A clinicopathological study of primary cutaneous amyloidosis
Abstract
Background: Primary localized cutaneous amyloidosis (PCA) is a common problem encountered in dermatology outpatient characterized by deposition of amyloid in dermis without any systemic involvement. Three subtypes have been recognized namely Macular, Papular (Lichen) and Nodular forms. Histopathological examination of the lesions reveals amorphous eosinophilic deposits in papillary dermis which stain positively with congo red.
Aim: To study and correlate the clinical and histological profile of all three forms of primary cutaneous amyloidosis.
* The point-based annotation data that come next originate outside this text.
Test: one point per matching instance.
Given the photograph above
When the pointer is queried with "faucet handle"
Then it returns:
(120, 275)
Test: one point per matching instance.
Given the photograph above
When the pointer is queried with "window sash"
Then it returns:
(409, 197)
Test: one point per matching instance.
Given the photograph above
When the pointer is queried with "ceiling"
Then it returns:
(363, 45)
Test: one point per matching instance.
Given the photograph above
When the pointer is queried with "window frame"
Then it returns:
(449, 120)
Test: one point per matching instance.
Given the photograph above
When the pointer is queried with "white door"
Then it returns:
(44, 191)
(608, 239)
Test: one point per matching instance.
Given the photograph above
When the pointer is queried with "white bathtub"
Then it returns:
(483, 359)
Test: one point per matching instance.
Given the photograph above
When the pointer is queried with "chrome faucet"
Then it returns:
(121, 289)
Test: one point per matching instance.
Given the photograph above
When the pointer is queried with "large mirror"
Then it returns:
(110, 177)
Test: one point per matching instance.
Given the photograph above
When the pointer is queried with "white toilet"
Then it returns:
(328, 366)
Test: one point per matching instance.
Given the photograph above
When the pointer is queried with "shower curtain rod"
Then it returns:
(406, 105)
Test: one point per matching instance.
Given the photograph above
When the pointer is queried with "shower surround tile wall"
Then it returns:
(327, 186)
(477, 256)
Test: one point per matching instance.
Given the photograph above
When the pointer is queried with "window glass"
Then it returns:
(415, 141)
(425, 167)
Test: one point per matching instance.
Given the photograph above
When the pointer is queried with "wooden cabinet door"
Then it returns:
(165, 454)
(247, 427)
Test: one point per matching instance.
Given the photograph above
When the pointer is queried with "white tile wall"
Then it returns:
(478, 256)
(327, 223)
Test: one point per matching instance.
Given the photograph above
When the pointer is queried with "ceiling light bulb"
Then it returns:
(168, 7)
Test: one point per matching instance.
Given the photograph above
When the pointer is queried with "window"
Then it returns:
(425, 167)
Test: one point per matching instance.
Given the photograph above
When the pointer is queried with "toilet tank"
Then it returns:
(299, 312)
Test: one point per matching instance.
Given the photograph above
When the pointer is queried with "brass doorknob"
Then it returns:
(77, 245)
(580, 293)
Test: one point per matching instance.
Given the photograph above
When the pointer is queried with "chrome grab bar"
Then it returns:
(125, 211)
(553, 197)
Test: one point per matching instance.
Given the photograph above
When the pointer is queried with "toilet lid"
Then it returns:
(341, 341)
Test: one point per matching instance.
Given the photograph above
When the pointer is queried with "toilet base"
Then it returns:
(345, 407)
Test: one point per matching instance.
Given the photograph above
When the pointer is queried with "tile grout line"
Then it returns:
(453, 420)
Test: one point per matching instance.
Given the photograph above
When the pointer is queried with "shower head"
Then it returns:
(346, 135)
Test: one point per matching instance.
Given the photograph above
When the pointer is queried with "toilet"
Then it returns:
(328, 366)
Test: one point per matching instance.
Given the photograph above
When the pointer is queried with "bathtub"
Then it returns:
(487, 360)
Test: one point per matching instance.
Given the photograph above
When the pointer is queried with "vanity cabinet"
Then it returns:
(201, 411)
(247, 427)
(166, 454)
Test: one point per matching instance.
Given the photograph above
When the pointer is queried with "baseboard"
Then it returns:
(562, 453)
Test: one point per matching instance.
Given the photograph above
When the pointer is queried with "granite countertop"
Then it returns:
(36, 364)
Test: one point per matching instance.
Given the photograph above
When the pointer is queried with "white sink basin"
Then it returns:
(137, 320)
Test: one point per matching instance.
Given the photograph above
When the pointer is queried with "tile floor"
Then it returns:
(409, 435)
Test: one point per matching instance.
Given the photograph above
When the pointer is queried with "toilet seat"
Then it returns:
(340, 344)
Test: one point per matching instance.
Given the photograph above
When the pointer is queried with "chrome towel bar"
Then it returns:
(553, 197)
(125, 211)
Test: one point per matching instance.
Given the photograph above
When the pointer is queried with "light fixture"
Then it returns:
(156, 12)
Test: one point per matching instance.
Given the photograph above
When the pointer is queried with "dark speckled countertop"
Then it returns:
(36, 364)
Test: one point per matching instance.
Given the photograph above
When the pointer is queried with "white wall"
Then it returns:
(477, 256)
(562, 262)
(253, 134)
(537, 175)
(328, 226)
Materials and Methods: A total number of 85 cases of primary cutaneous amyloidosis were included in the study. After a detailed history and complete examination, the patient was subjected to skin biopsy from the affected area. The clinical and histopathological findings obtained were analyzed and results correlated.
Results: Of the 85 cases of Primary localized cutaneous amyloidosis, 43 cases (50.6%) were of Lichen amyloidosis and 36 cases (42.35%) were Macular amyloidosis. 6 cases (7%) were biphasic amyloidosis. Most of patients were in the age group of 21-50 years with slight female predominance 1:1.3. Majority of the cases of Lichen amyloidosis involved the pretibial area where as Macular amyloidosis affected the upper back and extensor aspect of arms. Histopathologically, the epidermis showed hyperkeratosis and irregular acanthosis which was more prominent finding in Lichen amyloidosis than the macular form. In both these variants there was expansion of dermal papillae by amyloid deposits showing positive congo red staining.
Conclusions: Similar demographic profile and histopathological characteristics between Lichen and Macular amyloidosis suggests that these two forms are closely related variants of a single disease.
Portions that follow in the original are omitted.